Come join me will you, let's make this life amazing!



Sunday, October 9, 2016

Is it possible?

I ask myself, is it possible to live an ordinary life and still achieve something extraordinary for God?  Well that would probably depend on your definition of extraordinary.  If you are thinking wowzer amazing, out of this world....then you may be disappointed. 

If however you are thinking, extra, as in more of and ordinary, as in normal, then you may be onto something.  That doesn't sound exciting does it?  Lol! Fear not.  Truth is that 'ordinary' ministry is quite exceptional.  Being willing to allow God to work through you when you often feel you have nothing to give but pushing on and giving despite your own fears.....well that is quite exceptional. 

Then being willing to give more of yourself, to give more than your fair share of ordinary ministry and giving with all your heart....well that is something quite extra ordinary isn't it. 

You may think I have nothing much to give, give it anyway and give more and more of just that and your ordinary life truly will be something extraordinary to God!


Tuesday, October 4, 2016

Discontented

I have been challenged this week about the meaning of contentment.  I must admit that in all honesty I actually don't think I know the true meaning of contentment.  It seems that I am always striving for something more somewhere. 


I started asking myself the question, what is the danger with discontentment?  What I felt inside was anger, regret and frustration.  These are all traps the devil wants to lock us into.  When we are angry and frustrated we lash out at other people and do everything in our power to hurt them because we want them to feel the same pain we are feeling. 
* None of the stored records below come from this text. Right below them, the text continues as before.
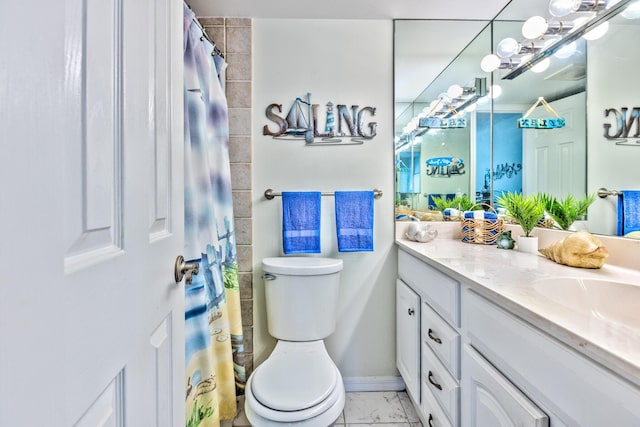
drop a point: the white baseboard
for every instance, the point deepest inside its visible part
(373, 383)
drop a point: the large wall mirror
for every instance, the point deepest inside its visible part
(572, 73)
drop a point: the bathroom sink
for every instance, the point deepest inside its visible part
(604, 299)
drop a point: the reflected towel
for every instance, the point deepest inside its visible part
(301, 222)
(628, 212)
(354, 220)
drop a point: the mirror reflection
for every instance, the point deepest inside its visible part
(565, 124)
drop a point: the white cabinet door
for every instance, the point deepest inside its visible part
(91, 319)
(408, 338)
(490, 400)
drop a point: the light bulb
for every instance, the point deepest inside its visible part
(597, 32)
(534, 27)
(541, 66)
(471, 108)
(490, 63)
(561, 8)
(495, 91)
(454, 91)
(632, 11)
(566, 51)
(507, 47)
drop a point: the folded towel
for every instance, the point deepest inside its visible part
(628, 212)
(354, 221)
(301, 222)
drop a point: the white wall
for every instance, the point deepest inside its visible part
(345, 62)
(612, 83)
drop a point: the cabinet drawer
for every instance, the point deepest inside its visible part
(442, 385)
(431, 410)
(441, 291)
(442, 339)
(491, 400)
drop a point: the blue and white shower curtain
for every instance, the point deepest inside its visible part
(213, 325)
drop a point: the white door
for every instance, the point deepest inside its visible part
(91, 320)
(555, 160)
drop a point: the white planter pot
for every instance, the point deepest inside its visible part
(528, 244)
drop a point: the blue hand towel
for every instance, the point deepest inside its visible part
(354, 221)
(628, 212)
(301, 222)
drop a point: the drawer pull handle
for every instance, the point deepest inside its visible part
(435, 384)
(433, 337)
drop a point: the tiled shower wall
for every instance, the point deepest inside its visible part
(233, 38)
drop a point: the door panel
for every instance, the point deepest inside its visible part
(91, 321)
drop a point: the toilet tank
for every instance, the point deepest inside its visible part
(301, 295)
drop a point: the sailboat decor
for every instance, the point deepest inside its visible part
(301, 123)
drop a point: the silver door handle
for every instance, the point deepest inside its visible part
(182, 269)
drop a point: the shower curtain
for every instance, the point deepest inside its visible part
(213, 326)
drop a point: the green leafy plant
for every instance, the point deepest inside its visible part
(526, 211)
(565, 212)
(463, 203)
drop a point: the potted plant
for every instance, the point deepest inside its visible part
(566, 212)
(526, 211)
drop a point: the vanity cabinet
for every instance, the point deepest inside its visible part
(437, 392)
(483, 366)
(408, 338)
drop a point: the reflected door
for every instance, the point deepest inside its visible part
(554, 160)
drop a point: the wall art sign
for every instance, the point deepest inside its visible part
(301, 123)
(622, 125)
(437, 123)
(444, 167)
(551, 123)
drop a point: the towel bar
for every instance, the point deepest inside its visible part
(270, 194)
(603, 192)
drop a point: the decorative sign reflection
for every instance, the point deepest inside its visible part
(622, 125)
(437, 123)
(444, 167)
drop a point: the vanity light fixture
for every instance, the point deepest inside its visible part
(560, 8)
(537, 26)
(600, 11)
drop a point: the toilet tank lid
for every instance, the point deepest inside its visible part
(301, 266)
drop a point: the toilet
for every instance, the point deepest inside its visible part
(298, 384)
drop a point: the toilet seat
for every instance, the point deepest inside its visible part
(297, 382)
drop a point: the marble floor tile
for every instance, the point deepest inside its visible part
(375, 408)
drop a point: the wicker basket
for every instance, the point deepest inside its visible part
(481, 231)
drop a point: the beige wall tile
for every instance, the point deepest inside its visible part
(211, 21)
(241, 176)
(238, 22)
(246, 286)
(240, 149)
(238, 94)
(239, 66)
(242, 204)
(240, 121)
(245, 258)
(239, 39)
(244, 233)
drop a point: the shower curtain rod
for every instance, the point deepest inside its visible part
(216, 50)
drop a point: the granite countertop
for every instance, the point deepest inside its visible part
(506, 277)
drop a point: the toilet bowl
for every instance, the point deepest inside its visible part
(298, 384)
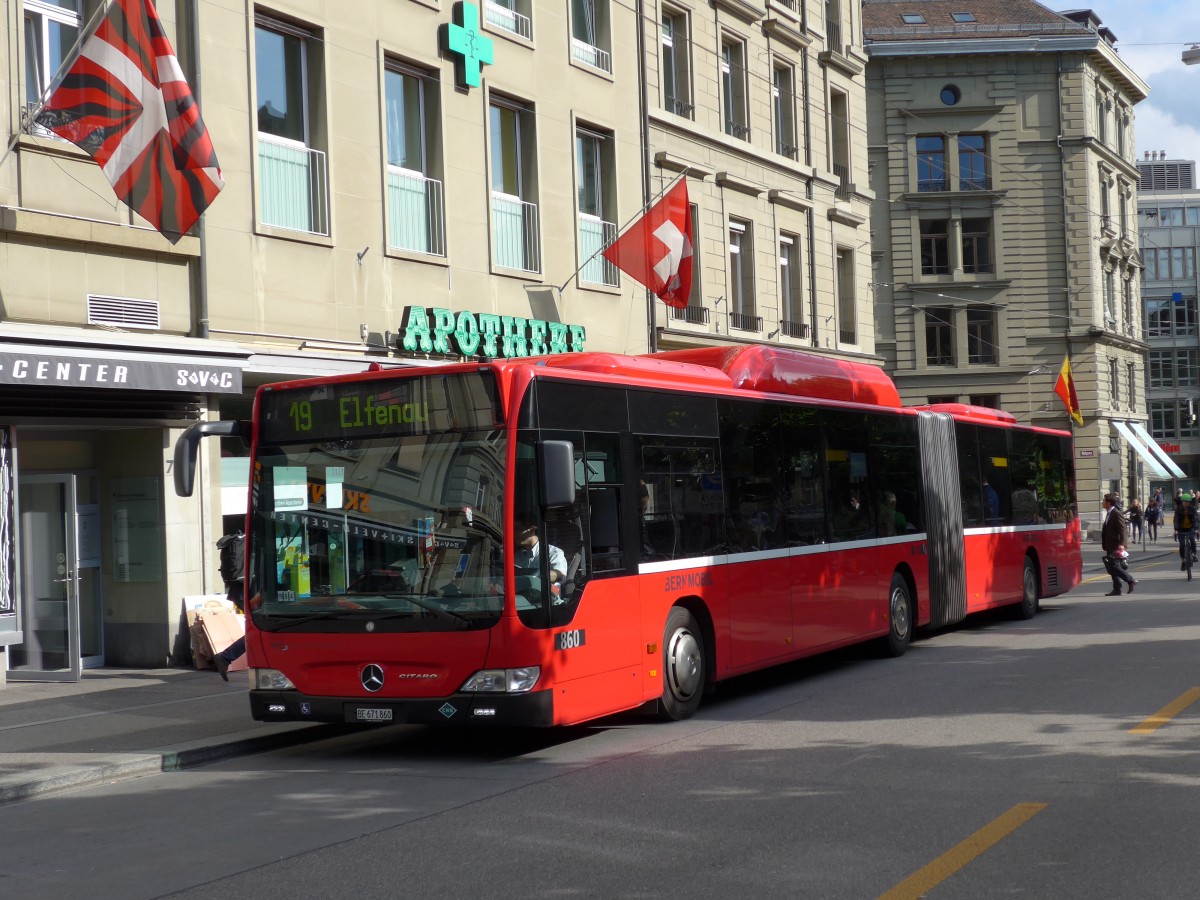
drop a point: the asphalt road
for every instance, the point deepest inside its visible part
(1048, 759)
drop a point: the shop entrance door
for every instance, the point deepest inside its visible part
(53, 587)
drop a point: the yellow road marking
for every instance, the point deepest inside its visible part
(952, 861)
(1167, 713)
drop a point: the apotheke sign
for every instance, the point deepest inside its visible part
(118, 373)
(469, 334)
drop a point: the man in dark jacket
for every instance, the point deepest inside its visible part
(1113, 535)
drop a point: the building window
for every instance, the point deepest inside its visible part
(1163, 418)
(973, 163)
(591, 40)
(847, 310)
(594, 163)
(51, 31)
(982, 336)
(935, 246)
(977, 246)
(415, 205)
(931, 162)
(784, 96)
(733, 88)
(676, 65)
(791, 292)
(742, 306)
(940, 336)
(293, 173)
(514, 204)
(833, 25)
(511, 16)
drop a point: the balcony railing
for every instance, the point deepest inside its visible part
(294, 189)
(415, 213)
(744, 322)
(679, 107)
(691, 315)
(508, 19)
(793, 329)
(833, 40)
(587, 54)
(515, 233)
(736, 130)
(594, 235)
(975, 183)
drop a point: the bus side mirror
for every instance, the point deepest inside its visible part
(187, 449)
(557, 473)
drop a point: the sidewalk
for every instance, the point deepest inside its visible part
(119, 723)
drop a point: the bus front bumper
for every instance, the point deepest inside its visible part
(534, 709)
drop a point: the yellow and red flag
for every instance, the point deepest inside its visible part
(1066, 390)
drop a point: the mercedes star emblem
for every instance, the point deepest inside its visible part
(372, 678)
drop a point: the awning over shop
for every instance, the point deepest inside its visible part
(1143, 451)
(1158, 451)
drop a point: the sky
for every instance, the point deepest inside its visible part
(1151, 36)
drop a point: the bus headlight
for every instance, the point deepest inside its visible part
(503, 681)
(270, 679)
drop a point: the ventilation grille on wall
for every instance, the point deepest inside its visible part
(123, 312)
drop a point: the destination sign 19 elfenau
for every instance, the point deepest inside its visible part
(469, 334)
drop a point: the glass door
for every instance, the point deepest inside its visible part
(49, 582)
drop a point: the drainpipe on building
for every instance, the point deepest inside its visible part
(652, 340)
(201, 281)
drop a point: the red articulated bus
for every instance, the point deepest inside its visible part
(697, 515)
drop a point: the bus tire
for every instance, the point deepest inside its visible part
(683, 666)
(900, 617)
(1029, 606)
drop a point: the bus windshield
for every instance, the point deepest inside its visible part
(377, 505)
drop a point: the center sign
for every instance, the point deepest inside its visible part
(469, 334)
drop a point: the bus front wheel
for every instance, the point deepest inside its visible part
(1029, 605)
(899, 616)
(683, 666)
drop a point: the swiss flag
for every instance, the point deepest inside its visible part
(657, 249)
(125, 102)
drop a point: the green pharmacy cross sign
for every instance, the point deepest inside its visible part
(473, 48)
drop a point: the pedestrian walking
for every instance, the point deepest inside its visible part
(1135, 520)
(1114, 537)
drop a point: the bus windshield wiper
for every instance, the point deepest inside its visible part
(429, 607)
(289, 622)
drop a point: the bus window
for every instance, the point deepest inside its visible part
(684, 504)
(851, 514)
(969, 472)
(753, 473)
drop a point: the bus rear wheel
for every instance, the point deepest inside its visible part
(900, 617)
(1029, 606)
(683, 666)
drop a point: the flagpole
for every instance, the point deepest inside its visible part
(628, 223)
(70, 59)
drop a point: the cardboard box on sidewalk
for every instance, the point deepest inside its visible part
(214, 628)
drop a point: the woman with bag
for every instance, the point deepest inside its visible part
(1113, 539)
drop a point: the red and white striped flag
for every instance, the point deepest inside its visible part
(125, 102)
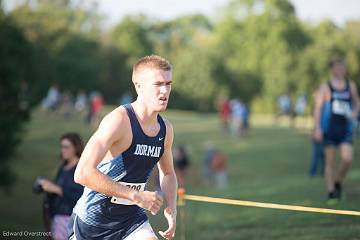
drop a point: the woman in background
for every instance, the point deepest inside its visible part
(63, 192)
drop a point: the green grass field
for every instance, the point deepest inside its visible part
(270, 165)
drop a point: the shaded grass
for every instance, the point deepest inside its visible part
(270, 165)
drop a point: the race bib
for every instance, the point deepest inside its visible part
(134, 186)
(341, 107)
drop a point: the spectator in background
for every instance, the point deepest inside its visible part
(125, 99)
(67, 104)
(285, 107)
(181, 159)
(337, 106)
(317, 155)
(238, 116)
(224, 113)
(52, 100)
(63, 192)
(81, 102)
(218, 166)
(206, 163)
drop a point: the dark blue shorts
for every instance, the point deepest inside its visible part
(79, 230)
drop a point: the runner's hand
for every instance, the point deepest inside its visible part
(170, 216)
(150, 201)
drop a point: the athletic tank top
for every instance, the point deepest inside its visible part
(337, 110)
(131, 168)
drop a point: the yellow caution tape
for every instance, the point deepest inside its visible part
(269, 205)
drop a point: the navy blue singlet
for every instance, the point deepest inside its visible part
(335, 121)
(97, 216)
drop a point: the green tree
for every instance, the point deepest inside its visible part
(16, 77)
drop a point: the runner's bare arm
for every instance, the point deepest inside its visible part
(168, 183)
(95, 150)
(355, 99)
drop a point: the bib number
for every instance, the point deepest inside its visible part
(341, 107)
(134, 186)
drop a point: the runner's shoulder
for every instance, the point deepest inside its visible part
(116, 119)
(168, 124)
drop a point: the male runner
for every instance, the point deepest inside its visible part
(337, 105)
(119, 158)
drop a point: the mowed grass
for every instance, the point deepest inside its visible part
(270, 165)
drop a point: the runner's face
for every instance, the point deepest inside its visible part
(156, 89)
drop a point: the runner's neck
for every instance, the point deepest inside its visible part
(145, 116)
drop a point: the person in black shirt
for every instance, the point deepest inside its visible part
(63, 192)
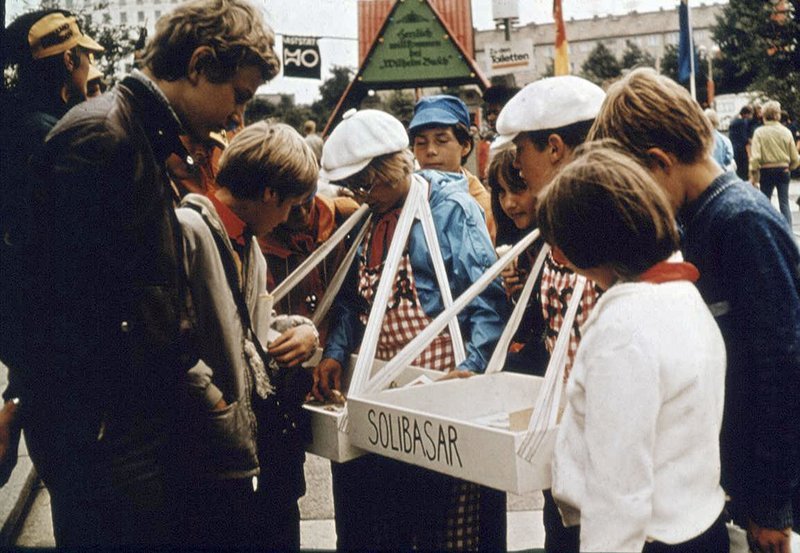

Philippians 4:11 reads, "Not that I speak in respect of want: for I have learned, in whatsoever state I am, therewith to be content."  The key word here is learned.  That means that by careful consideration about the things we are discontented about and bringing them to God and asking Him for wisdom as to how to deal with them, we can then learn how to finally surrender those aspects of our lives to Christ and be content that what He teaches is is the path forward.  It is then, in that place, we can be content.  

I pray this week that you will draw near to God and allow Him to teach you, how to be content.